Todo

El olvido es una región de nosotros mismos a la que cada vez más difícilmente se tiene acceso: un espacio menguante de nuestra historia que podemos abandonar con más prontitud que nunca, pues todos los caminos que conducen a él son inmediatamente vías de escape, y cada puerta que abrimos para ingresar nos devuelve casi en automático a la intempere bulliciosa en la que está todo: todo lo que sabemos o recordamos, y también todas las pistas para que demos, más temprano que tarde, incluso con lo que apenas creemos recordar, por borroso que sea o por mucho que nos enterquemos en suponer que lo hemos perdido. De la nostalgia, que hasta hace relativamente poco era la última estación en el viaje al olvido, queda apenas un cascarón desierto y polvoriento en el que tiene muy poco sentido detenerse, porque además es sencillísimo largarse cuanto antes: ahora sólo se puede tener nostalgia de la nostalgia misma, y seguramente también esta posibilidad quedará clausurada pronto.

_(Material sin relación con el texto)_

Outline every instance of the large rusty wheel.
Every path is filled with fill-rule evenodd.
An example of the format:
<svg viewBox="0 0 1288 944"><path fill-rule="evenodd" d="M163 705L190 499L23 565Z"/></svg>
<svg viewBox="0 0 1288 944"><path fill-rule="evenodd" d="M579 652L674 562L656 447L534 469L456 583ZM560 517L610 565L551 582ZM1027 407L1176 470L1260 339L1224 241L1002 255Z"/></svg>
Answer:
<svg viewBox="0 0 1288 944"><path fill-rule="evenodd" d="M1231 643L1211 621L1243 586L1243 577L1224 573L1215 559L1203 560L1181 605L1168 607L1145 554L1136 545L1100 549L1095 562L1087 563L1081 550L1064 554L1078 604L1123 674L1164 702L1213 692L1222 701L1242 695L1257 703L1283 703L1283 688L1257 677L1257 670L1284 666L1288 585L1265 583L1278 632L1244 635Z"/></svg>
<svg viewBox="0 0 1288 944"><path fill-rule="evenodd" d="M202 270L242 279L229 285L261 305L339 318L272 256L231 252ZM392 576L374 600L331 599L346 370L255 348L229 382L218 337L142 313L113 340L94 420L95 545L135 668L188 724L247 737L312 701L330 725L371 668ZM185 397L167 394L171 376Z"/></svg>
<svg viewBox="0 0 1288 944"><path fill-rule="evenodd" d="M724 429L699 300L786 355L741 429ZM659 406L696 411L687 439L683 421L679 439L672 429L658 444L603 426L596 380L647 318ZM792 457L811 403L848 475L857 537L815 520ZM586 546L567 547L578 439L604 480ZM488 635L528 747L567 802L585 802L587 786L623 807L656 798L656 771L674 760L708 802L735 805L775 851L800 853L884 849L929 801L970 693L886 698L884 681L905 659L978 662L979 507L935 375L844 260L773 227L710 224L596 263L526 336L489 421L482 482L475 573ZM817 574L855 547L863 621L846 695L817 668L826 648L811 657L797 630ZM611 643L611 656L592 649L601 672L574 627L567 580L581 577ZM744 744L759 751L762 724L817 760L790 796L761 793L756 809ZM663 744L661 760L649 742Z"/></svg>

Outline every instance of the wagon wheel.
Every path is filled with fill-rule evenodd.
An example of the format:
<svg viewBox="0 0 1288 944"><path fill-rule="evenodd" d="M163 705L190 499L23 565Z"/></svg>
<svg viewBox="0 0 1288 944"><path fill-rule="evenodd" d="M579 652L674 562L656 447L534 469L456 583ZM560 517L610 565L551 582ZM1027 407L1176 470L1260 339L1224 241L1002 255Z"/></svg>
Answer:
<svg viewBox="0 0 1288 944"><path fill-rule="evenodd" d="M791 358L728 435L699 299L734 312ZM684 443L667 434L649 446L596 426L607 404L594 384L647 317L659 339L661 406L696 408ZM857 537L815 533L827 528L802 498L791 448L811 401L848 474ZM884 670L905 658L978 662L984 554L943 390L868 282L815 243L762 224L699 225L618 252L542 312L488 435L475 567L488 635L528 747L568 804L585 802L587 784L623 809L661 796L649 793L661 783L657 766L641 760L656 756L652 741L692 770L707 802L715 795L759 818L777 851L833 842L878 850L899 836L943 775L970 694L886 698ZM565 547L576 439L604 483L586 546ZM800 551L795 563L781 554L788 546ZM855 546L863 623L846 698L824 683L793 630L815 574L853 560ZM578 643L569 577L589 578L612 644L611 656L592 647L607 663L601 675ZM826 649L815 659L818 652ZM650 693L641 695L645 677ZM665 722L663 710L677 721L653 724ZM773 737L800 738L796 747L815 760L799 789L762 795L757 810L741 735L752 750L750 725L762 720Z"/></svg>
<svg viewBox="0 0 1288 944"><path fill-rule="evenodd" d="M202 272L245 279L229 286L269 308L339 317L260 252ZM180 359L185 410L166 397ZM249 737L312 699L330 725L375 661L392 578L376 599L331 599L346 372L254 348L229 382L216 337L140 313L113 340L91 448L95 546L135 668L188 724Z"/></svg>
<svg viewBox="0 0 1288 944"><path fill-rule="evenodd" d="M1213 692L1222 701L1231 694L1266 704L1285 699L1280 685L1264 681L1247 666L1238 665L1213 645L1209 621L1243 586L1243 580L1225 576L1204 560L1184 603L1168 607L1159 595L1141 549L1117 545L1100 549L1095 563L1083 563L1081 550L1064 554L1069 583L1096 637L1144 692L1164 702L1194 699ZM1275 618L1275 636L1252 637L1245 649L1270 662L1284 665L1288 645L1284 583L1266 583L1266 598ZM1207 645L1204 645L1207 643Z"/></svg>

    Es lo que me da por pensar con respecto a la música, y en concreto acerca de los modos en que la tecnología actual la pone a nuestra disposición. Recuerdos que se alejan aceleradamente, y que adquieren un carácter entre arqueológico y fantástico, aunque el tiempo que los contiene no abarque más que apenas un cuarto de siglo: el primer disco que compré, por mi gusto y por mi cuenta, a los 13 años (Brothers in Arms, de Dire Straits), en el Gigante de Plaza del Sol, y lo que significó abrir con una uña el celofán, sacar el LP de la bolsita interior, ponerlo en el tocadiscos, colocar la aguja en la espiral diminuta y empezar a escuchar... No fue, en rigor, mi primer tesoro: mucho antes me había adueñado —ni sé si me lo habían regalado, pero no me importó: estaba en la casa— del álbum de Cri-Crí que distribuía Reader’s Digest, con el librito adjunto, y además estaban los casets en los que recolectaba de la radio lo que fuera que me pareciera digno de ser conservado. Ignoro cuánto pasó y cuánto acumulé, en elepés y casets, hasta la llegada del primer disco compacto (The Traveling Wilburys), y luego cómo todo fue acelerándose hasta lo que presencio hoy, cuando no sólo poseo un almacén (el disco duro de la computadora) de capacidad inconcebible, y la sucursal portátil de ese almacén (el iPod que traigo: una semana de música continua), sino además los medios (la conexión a internet) para encontrar lo que me venga en gana, en cualquier momento y al instante, e incluso aunque no sepa lo que quiera hallar: por si no fueran suficientemente abrumadores los catálogos infinitos en línea a los que basta con solicitarles cualquier pieza para que empiece a sonar, hay también sitios en los puedes tararear una tonada para dar con ella de inmediato.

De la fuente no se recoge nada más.